Estela também empenhou sua vida nesta luta desigual contra as multinacionais agroquímicas e os produtores que as utilizam. Como diretora da Escola Nº66 Bartolito Mitre, da Costa Uruguai Sul, nos arredores de Gualeguaychú, se acostumou a escutar o motor dos aviões pequenos e a sofrer os efeitos dos pesticidas: dores e problemas musculares, no princípio, e quedas e perdas abruptas de consciência, mais tarde.

Em 2014, durante um Congresso da Rede de Médicos de Povoados Fumigados, onde ela havia sido convocada para prestar seu depoimento, Estela realizou um exame de sangue voluntário que confirmou a presença de clorpirifós-etil, um inseticida que se usa para controlar pragas. Dois anos depois, uma nova coleta de sangue relatou uma forte presença de glifosato em seu corpo.

«Não quero falar de mim», diz Estela, «porque posso ser mal interpretada, eu não busco benefícios pessoais. O que me importa é que os guris do campo não sejam mais pulverizados com agroquímicos, que tenham as mesmas possibilidades que os pequenos da cidade».

«São biocidas, matam tudo»

Tudo começou em 2012, diz Carla Savarese, 45 anos, doente por pulverizações nos campos, quando ocupou o cargo como professora em uma escola localizada perto da estação ferroviária Fair, no distrito bonaerense de Ayacucho, cerca de 20 quilômetros da zona urbana. «No ano seguinte, comecei a tirar licenças porque não me sentia bem», continua. «Tive muita tontura, de repente, me perdi e não sabia onde estava, tinha uma anemia muito grande e achava que era por isso.»

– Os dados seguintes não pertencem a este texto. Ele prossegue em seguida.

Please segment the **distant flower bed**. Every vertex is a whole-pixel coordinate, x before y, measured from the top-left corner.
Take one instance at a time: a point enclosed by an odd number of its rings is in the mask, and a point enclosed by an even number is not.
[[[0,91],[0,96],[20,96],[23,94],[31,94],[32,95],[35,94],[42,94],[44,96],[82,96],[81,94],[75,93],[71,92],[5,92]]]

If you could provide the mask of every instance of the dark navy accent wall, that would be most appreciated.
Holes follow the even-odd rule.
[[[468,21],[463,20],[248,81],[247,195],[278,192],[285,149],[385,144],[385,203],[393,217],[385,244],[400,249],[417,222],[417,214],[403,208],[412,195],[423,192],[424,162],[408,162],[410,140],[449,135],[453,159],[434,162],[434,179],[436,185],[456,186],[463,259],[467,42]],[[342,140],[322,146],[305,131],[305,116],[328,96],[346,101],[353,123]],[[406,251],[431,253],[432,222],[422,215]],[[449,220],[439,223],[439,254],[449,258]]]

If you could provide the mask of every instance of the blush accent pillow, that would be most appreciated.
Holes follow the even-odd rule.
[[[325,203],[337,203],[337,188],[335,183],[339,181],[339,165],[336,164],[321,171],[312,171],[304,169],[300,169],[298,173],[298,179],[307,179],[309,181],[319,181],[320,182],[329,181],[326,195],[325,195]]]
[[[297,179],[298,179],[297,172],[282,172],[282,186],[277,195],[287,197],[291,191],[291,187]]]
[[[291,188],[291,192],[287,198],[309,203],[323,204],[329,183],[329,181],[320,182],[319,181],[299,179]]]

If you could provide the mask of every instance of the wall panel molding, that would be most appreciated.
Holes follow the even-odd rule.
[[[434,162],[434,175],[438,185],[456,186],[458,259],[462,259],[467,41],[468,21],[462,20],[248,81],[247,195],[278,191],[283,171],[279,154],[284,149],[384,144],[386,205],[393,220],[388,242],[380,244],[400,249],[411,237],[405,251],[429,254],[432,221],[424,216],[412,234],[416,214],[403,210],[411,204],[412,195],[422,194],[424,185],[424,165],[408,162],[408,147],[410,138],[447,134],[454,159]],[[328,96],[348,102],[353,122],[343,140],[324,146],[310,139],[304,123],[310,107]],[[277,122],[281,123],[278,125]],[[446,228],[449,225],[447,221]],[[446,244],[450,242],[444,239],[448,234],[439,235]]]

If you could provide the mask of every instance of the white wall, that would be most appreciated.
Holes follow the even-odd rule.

Os médicos de Carla, em Ayacucho, a encheram de vitaminas, ferro, ácido fólico, mas a anemia continuava nos mesmos valores. Decidiu viajar para Mar del Plata, onde um médico não hesitou em realizar uma punção de medula óssea que provocou o primeiro diagnóstico correto: mielodisplasia com alteração nas três séries. «Minha medula», explica Carla, «não fabricava glóbulos vermelhos, brancos, nem plaquetas, tomava remédios para anemia, mas por estar envenenada, nada adiantava. É como se meu corpo estivesse imunodeprimido e agora recebo tratamento oncológico paliativo».

Todas as semanas, Carla deve receber uma injeção de 20 mil unidades de eritropoietina e outra de filgrastim de 300. Isso lhe causa febre e dor na cabeça, nos ossos e nas articulações.

«Sendo docente inicial e professora de geografia» – reconhece Carla –, antes eu não sabia sobre o assunto e isso porque nos escondem a realidade. Existe uma desinformação bem organizada. Não se deve mais falar em agrotóxicos ou agroquímicos, são biocidas porque matam tudo o que tem vida».